[NLRS] dupe sheet specs

John P. Toscano tosca005 at tc.umn.edu
Sat Sep 23 13:37:28 EDT 2006


Dr. Gerald N. Johnson wrote:
> Classic dupe sheets contained only call.
> http://www.arrl.org/contests/forms/dupesht.pdf There's a new dupe sheet
> for each band and mode. For a rover, that would be at least for each
> grid. At 10 GHz where moves are sub grid, I'd interpret that to be at
> each location.
> 
> The dupe sheet is not to be made the day after the contest, but is a
> live part of operating (with paper) with each contact entered as made so
> that a glance at the dupe sheet can tell if the station has been worked
> before. Its often faster than computer software, because a glance is
> faster than typing in a call. For very active contests the dupe sheet is
> printed on 11 x 17 paper.

This sort of dupe sheet works well for HF contests, Field Day, and even 
most VHF/UHF contests except for the existence of rovers.  You need only 
one sheet, unless different bands count as unique Q's, in which case you 
need one sheet per band, and unless different modes count as unique Q's 
(such as CW vs. Phone), in which case the number of sheets doubles.

In a VHF/UHF contest as a rover, operating a few bands from a few 
locations, the rover could have one sheet or set of sheets per grid/band 
pair they activate, so that dupes are detected right away.  If there are 
a lot of bands and a lot of grids, the number of sheets needed goes up 
dramatically.

The huge problem for VHF/UHF contests is when the fixed stations work 
the rovers, because the fixed station that works (for example) 5 
different rovers, each in 8 different grids, on up to 10 different bands 
would need to have 8 x 10 = 80 different dupe sheets.  (Maybe even more 
if the 8 grids activated by Rover "A" weren't the same 8 grids activated 
by Rover "B" and so on.  If the 5 rovers in this example actually 
activate a total of 16 different grids among them, and they bring 10 
bands along, we're now talking 16 x 10 different dupe sheets, most of 
which will have almost nothing written on them.)
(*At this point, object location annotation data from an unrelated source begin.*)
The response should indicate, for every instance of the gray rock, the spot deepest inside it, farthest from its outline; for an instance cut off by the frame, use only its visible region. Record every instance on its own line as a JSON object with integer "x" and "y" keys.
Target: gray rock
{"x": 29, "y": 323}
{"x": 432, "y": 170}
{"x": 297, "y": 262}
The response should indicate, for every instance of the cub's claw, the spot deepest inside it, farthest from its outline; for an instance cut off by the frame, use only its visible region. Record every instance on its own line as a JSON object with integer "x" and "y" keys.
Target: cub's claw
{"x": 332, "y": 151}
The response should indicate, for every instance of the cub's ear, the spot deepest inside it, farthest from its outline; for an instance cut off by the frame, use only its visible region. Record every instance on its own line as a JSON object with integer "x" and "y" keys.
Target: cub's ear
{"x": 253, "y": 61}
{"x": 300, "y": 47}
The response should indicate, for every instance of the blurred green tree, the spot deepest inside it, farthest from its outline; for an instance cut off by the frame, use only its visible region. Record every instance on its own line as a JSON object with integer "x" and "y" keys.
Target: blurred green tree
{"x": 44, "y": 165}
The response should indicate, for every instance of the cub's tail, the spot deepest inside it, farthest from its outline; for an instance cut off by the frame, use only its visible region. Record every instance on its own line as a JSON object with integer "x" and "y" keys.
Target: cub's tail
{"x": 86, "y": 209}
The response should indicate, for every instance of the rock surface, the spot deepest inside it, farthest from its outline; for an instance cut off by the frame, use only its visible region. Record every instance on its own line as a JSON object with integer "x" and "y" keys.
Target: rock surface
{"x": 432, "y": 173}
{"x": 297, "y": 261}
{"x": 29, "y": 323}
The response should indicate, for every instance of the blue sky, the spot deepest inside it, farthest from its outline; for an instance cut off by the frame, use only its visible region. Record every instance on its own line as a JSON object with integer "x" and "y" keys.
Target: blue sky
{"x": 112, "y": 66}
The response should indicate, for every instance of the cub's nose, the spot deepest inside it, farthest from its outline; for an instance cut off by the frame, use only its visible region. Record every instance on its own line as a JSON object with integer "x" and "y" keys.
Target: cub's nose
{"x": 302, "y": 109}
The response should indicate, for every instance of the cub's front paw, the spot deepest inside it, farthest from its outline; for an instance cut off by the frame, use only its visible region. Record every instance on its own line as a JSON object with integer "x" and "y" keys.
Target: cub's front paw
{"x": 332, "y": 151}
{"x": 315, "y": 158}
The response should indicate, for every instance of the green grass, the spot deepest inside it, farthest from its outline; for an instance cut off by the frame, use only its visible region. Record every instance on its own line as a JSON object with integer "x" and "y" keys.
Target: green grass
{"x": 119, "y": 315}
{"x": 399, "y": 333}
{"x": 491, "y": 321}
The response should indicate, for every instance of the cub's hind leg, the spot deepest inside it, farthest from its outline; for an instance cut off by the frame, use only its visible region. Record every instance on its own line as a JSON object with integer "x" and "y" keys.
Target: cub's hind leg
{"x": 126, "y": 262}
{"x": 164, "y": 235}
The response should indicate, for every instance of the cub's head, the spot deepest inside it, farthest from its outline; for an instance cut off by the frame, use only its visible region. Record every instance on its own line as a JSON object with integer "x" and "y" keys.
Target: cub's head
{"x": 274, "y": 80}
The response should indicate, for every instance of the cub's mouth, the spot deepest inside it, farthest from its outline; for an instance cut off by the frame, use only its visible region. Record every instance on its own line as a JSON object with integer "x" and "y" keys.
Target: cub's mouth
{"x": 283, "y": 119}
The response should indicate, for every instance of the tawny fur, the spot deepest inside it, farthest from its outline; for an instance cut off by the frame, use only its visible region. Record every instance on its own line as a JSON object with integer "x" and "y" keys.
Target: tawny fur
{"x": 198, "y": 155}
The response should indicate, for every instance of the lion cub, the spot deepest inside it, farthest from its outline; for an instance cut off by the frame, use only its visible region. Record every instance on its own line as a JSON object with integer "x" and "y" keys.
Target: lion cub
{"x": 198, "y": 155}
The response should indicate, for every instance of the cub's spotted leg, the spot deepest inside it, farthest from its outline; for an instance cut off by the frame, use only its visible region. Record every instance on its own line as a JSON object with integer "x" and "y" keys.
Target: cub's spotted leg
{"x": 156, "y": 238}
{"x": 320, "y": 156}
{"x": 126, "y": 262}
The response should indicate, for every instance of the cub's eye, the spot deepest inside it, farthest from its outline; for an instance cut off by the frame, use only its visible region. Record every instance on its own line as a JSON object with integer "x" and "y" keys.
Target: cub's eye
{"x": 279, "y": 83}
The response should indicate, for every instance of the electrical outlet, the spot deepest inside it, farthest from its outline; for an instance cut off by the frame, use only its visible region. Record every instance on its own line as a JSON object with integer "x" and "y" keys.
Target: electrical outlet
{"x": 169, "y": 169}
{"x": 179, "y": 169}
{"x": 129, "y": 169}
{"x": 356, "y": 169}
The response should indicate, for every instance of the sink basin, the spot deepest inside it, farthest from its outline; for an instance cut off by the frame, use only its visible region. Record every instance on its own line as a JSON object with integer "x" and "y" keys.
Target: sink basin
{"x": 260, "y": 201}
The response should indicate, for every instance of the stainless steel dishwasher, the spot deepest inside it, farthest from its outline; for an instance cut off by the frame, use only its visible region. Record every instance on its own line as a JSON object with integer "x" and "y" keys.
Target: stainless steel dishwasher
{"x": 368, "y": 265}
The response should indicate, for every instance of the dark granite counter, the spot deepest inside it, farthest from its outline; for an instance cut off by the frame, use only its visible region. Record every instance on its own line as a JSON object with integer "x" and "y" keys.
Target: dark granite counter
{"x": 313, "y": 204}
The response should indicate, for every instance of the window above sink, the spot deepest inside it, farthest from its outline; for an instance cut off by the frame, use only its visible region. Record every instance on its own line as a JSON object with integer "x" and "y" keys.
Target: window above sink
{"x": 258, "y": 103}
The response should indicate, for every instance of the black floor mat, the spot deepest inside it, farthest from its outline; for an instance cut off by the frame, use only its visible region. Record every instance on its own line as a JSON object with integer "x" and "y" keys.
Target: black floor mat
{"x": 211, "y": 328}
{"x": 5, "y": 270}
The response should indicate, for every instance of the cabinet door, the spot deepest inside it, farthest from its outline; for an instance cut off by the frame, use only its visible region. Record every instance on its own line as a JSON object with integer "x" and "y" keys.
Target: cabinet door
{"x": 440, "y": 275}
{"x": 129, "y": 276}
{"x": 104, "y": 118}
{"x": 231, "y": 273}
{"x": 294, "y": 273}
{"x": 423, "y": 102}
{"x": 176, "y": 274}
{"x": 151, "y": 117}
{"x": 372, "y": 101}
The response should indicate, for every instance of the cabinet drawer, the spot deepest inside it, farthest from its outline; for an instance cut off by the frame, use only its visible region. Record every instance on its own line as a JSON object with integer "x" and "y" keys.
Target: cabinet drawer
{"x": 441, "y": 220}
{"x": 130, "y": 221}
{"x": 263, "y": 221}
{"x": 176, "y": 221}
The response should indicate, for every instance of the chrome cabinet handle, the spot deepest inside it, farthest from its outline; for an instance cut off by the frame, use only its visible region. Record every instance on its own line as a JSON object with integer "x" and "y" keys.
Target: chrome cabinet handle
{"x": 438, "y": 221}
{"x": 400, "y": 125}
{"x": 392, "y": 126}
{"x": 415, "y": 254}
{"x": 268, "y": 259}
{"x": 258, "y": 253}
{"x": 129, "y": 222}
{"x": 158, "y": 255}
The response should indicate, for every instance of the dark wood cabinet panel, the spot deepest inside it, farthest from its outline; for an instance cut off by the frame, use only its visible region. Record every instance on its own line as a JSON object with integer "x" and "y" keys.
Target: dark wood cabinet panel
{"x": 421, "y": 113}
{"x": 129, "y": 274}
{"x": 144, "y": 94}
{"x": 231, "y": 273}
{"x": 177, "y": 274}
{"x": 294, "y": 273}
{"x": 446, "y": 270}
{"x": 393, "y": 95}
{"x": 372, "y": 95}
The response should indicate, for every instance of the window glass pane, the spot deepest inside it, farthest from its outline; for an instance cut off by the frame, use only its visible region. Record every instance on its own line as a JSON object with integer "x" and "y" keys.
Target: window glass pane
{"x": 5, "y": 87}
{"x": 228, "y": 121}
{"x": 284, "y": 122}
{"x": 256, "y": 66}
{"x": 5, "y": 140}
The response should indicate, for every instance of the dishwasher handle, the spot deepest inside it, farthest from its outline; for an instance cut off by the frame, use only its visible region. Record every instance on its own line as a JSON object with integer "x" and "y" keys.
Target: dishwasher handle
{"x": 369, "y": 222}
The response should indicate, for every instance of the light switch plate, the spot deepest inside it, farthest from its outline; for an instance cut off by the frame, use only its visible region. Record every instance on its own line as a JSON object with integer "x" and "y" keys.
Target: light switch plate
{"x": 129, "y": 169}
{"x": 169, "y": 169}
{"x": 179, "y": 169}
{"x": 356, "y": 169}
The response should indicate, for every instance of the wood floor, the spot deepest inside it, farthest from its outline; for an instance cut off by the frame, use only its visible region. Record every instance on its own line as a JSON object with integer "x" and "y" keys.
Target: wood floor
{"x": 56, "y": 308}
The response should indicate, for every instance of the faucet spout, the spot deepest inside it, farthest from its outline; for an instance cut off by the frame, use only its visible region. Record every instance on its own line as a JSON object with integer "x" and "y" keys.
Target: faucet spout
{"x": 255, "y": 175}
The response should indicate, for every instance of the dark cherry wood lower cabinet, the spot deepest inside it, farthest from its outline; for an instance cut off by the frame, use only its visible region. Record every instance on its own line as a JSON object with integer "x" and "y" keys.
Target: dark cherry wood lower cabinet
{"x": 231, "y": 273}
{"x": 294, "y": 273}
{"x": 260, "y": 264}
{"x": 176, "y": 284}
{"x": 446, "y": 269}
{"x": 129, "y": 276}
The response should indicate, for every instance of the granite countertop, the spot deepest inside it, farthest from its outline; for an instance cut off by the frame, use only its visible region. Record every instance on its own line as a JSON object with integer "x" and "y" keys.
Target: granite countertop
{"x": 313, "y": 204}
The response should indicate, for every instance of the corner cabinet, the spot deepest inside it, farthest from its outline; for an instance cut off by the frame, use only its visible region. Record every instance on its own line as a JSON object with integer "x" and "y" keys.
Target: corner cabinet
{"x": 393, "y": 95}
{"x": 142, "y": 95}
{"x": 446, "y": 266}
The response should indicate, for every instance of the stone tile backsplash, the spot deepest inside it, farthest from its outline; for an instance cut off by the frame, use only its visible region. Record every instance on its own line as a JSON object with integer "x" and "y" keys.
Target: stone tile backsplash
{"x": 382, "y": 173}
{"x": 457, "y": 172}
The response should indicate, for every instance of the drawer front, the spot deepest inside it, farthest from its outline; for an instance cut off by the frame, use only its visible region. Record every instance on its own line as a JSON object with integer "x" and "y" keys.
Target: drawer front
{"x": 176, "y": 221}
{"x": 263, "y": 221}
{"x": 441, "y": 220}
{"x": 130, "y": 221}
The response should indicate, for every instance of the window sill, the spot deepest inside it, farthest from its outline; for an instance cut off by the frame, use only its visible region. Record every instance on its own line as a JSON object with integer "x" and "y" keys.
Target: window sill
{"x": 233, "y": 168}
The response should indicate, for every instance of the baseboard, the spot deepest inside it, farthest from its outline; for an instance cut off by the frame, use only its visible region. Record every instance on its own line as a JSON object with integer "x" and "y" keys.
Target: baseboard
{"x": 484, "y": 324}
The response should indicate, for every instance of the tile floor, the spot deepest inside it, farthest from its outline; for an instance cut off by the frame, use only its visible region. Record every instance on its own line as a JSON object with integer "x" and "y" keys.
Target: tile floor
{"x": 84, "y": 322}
Even ignoring the rovers, in a VHF/UHF contest where fixed stations 
worked only fixed stations (for example), if the fixed station ran on 10 
different bands, they'd need 10 different dupe sheets, which is possible 
but awkward.

In the 10 GHz and Up Cumulative Contest, at least the way we do it 
around here, the paper dupe sheet kept during the contest becomes 
totally impractical, because (a) the rovers may activate 30 or more 
sub-grids over the course of the weekend, and (b) the "fixed" stations 
usually operate from anywhere from 1 to 4 different fixed locations over 
the 4 days of the contest, and if EITHER end moves 10 miles or more, 
that is a new (non-duplicate) location pair.  The only "saving grace" is 
that most operators work only one band, a few operate two, and up to 
this point in time, I don't think any of us have gone to more bands than 
that.  In any case, the number of sheets that would be needed grows out 
of control.

As far as I know, the only dupes we've actually had in the 10G contest 
occurred when one side was a truly fixed station (KM0T stayed home the 
whole time), and the rovers activated a sub-grid with him on one day of 
the weekend, and on another day, activated a different location within 
the same sub-grid, so it didn't occur to us until later that there was a 
dupe with him.  We rely on memory and careful site selecton to avoid the 
vast majority of dupes, and the computerized sort & search after the 
fact works well to catch any remaining ones (if any).